Отцу дали новый прибор, который назывался «искатель повреждений», только надо было научиться разбирать схему. Я научился этому еще раньше отца, но не показывал виду. Приборов получили мало, поэтому дали их пока лучшим линейщикам. Сенчик говорил, что скоро получат и на остальных. У Фомы прибора не было, приходилось производить проверку с контрольного столба.
Раза два я обнаружил небольшое увеличение стрелы провеса проводов и влезал на столб, чтоб осмотреть вязки и состояние провода под вязкой. Наконец я нашел в одном месте срыв изолятора и принялся торопливо исправлять повреждение.
Разрешения работать на своем участке Фома мне не давал, я самовольно принялся за это дело, сначала потихоньку от него, а потом, когда убедился, что он знает, — открыто. Очень я был благодарен Фоме, что он не мешал мне в выполнении моего замысла.
Мне не хотелось терять Фому, не хотелось, чтобы его перевели в другое место. Вот я и принялся исподволь приводить участок в порядок — каждый день после школы работал часа два-три. Уроки готовил вечером, хотя, признаться, у меня глаза смыкались — так спать хотелось. Чтобы не терять даром времени в школе, я схитрил: внимательно слушал учителя, записывал все в тетрадку или, делая вид, будто не понял, просил еще повторить объяснение специально для меня и выучивал уроки еще на самом уроке. Все же я, кажется, снизил успеваемость, только учителя все равно ставили мне «пять» — по привычке.

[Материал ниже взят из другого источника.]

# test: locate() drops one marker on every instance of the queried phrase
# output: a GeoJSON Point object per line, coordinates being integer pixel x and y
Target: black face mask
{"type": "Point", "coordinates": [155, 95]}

На участке Фомы часть старых вязок была ослаблена сильными боковыми ветрами, и потому часто нарушалась регулировка проводов. Я заменил негодные вязки, укрепил слабо насаженные изоляторы кронштейнами, вообще проделал всяческую профилактику. Меня смущало только одно обстоятельство: почерк. Дело в том, что линейщики по качеству вязки узнают, кто ее делал. Это так же, как по письму можно узнать, кто его писал, или по стилю книги — ее автора. Не знаю, имел ли я свой почерк, но, во всяком случае, у меня не было такого, как у Фомы, и ни у кого такого почерка не было, даже у моего отца, как он ни старался. У Фомы от природы золотые руки. Он несколько раз подрался на ринге и стал чемпионом СССР. Все поражались, как легко ему досталась слава. На самом деле это было совсем нелегко. Фома мне рассказывал. Оказывается, тренер заставлял его упражняться с утра до ночи, и Фома не только все послушно выполнял, но и еще от себя придумывал всякие штуки. Додумался бегать среди колючих кустарников. Вовремя не увернется — колючая ветка в лицо. Весь поцарапанный ходил. Это помогло ему приобрести неуязвимую самозащиту — ценнейшее боксерское качество. А то выйдет на берег реки и до полного обалдения швыряет в воду камни. Это чтоб развивать резкость, быстроту. А то еще часами лупит брезентовый мешок с горохом, песком и опилками. Или через скакалку прыгает для развития подвижности, легкости движения; или затеет бой с тенью — то есть с воображаемым противником. А уж режим ему такой установили, что без режима и куска хлеба нельзя было съесть. Вот уж сроду не думал, что бокс такое канительное дело. Так тренироваться, как он, и чемпионом не захочешь быть. Но Фома все выдержал и добился своего: стал мастером спорта. А теперь вот взял и все бросил.
Когда я возвратился с обхода, Фома был уже дома и варил на плите картошку. Он приветствовал меня поднятием руки, я смущенно поставил в угол ящик с инструментами. На Фоме были старые суконные брюки и куртка, надетая прямо на полосатую тельняшку. Жесткие черные волосы взлохмачены, не брит он был, наверное, целую неделю; в серых глазах светилось какое-то беспокойство.
— Какой ветер, — сказал он, — не нравится мне этот ветер.
Я подошел к большой резиновой груше для упражнения в боксе и от нечего делать ударил по ней кулаком, меня обдало пылью. Фома засмеялся.
— Не думаешь вернуться к боксу? — полюбопытствовал я, довольный тем, что он громко смеется.
Фома покачал головой и деланно, как мне показалось, зевнул.
— Пустое дело, — заметил он и поставил на стол тарелки.
Я с удовольствием поел рассыпчатой картошки с пахучим подсолнечным маслом и хрустящим огурцом. Фома тоже ел с аппетитом.
— Шел бы ты в море! — осмелев, вдруг сказал я. Фома сразу помрачнел и промолчал. Он медленно убрал со стола и, вытерев тряпкой крошки, налил мне чаю.
— Пей, — сказал он и задумался, подперев заросшую щеку кулаком.
За сводчатым окном свистел морской ветер, сквозняки гуляли смелее обычного по старому маяку.